SimpleITK 3.0.0 Alpha 3

Release Notes for SimpleITK v3.0.0 Alpha Release 3

This is the third Alpha Release of SimpleITK 3.0. It covers changes since v3.0.0a1 (September 2025), including v3.0.0a2.

Significant work has been done on the Python packaging and build system, with a migration to scikit-build-core. The Python Image class now supports the buffer protocol and array interface for zero-copy interoperability with NumPy and other array libraries.

Breaking Changes

  • SobelEdgeDetectionImageFilter: The default 3D Sobel operator coefficients have changed to be consistent with the 2D operator (via ITK).
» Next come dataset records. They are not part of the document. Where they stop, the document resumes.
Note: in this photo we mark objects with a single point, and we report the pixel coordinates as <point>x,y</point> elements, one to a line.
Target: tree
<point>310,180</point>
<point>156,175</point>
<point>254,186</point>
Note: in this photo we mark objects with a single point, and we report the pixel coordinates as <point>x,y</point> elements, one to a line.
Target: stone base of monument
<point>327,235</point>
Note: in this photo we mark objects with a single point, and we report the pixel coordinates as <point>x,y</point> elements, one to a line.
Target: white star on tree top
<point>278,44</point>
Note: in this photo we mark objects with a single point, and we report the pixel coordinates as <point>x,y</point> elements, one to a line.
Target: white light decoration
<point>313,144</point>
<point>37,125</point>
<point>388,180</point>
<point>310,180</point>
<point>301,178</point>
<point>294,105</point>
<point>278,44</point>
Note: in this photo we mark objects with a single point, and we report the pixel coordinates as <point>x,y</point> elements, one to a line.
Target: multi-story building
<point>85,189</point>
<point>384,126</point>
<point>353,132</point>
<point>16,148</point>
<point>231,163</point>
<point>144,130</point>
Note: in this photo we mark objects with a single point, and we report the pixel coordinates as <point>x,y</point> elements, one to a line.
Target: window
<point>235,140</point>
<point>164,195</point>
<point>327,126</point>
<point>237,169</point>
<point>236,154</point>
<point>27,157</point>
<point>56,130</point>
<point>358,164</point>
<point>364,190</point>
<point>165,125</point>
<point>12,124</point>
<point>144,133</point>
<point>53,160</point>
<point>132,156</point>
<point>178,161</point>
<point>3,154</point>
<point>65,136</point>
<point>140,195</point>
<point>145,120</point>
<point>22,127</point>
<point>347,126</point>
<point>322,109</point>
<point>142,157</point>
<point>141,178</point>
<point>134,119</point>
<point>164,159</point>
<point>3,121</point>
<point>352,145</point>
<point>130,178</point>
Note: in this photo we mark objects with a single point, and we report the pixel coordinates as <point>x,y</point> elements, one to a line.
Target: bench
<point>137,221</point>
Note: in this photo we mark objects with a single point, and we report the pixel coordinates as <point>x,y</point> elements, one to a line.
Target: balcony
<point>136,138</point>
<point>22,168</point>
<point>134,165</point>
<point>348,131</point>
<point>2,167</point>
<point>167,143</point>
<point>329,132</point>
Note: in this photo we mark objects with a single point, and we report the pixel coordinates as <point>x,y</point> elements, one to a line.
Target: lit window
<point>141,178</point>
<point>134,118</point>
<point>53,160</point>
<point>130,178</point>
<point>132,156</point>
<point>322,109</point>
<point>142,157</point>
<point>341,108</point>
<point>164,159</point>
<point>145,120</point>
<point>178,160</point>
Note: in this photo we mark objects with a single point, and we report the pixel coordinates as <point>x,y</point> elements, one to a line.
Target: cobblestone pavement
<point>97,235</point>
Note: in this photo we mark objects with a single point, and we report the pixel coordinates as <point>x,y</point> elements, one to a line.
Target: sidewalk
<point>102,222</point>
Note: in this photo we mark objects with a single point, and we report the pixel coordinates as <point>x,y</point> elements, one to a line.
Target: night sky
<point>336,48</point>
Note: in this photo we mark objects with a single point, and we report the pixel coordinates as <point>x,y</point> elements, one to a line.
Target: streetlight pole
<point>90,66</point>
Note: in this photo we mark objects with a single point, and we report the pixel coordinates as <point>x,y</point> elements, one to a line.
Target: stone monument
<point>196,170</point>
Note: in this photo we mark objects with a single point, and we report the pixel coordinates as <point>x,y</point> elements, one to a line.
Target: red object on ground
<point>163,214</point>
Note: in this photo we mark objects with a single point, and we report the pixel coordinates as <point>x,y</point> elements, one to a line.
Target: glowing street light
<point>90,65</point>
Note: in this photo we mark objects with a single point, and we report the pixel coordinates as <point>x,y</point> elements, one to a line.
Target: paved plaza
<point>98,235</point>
A UseLegacyOperatorCoefficients option has been added to restore the previous behavior.
  • Removed the private _GetMemoryViewFromImage function from Python. It is replaced by the Image class’s __array_interface__ and buffer protocol (__buffer__) support (see New Features).
  • Dropped Python 3.9 from packaged wheels. Minimum supported Python version is now 3.10.
  • Minimum CMake version increased from 3.16.3 to 3.23.0.

New Features

  • Added Python buffer protocol (PEP 688) and __array_interface__ support to the Image class. Images can be used directly as read-only NumPy arrays without copying data, and the ImageBuffer CPython class maintains proper memory lifetime.
  • Added pixel_types module to Python with utility functions for determining pixel type categories.
  • Introduced wrapping for ContourExtractor2DImageFilter. Contour results are accessible via parameterized active measurement methods.
  • Added ContainerManageMemory method to internal PimpleImage for controlling ImportImageContainer memory ownership.
  • Added experimental support for building ITK via CMake FetchContent as an alternative to the SuperBuild ExternalProject.
  • Added manylinux_2_28 Linux wheel packages.
  • Python packaging switched from setuptools/setup.py to scikit-build-core with pyproject.toml. A top-level pyproject.toml now enables building and installing SimpleITK as a Python package directly from the source repository, eliminating the need for the separate SimpleITKPythonPackage project. SimpleITK can now be installed directly with:
    pip install .                          # from a local clone
    pip install git+https://github.com/SimpleITK/SimpleITK.git@v3.0.0a3  # from git
    
    The build automatically fetches ITK via FetchContent and compiles both ITK and SimpleITK. Build dependencies (swig, jinja2, pyyaml, etc.) are declared in pyproject.toml and installed automatically by pip.

Build System Changes

  • Migrated Python wheel building to scikit-build-core with a top-level pyproject.toml, replacing the legacy setuptools/setup.py approach.
  • SWIG 4.3.0 is now the minimum required version.
  • Google Test is now fetched via CMake FetchContent instead of being built as a SuperBuild external project.
  • Migrated to CMake FILE_SET for header management (requires CMake 3.23+).
  • Modernized CMake usage: target-based ITK linking, modern foreach(IN LISTS), CMAKE_LINKER_TYPE for gold linker, and simplified export configuration.
  • Removed support for older MSVC compiler versions.
  • Added YAML C-based loader support (pyyaml) for improved code generation performance.

Updates

  • Updated ITK to development version 6.0b2+ (commit c79274e4, main as of 2026-03-09).
  • Upgraded SuperBuild uv installer with isolated install support and PowerShell compatibility.
  • Corrected Lua wrapping template issues and enabled Lua in CI batch builds.

Bug Fixes

  • Fixed Show function creating temporary files with % characters, which caused failures on some platforms.
  • Fixed Python module file extension on Windows.
  • Fixed macOS deployment target configuration for Python distributions.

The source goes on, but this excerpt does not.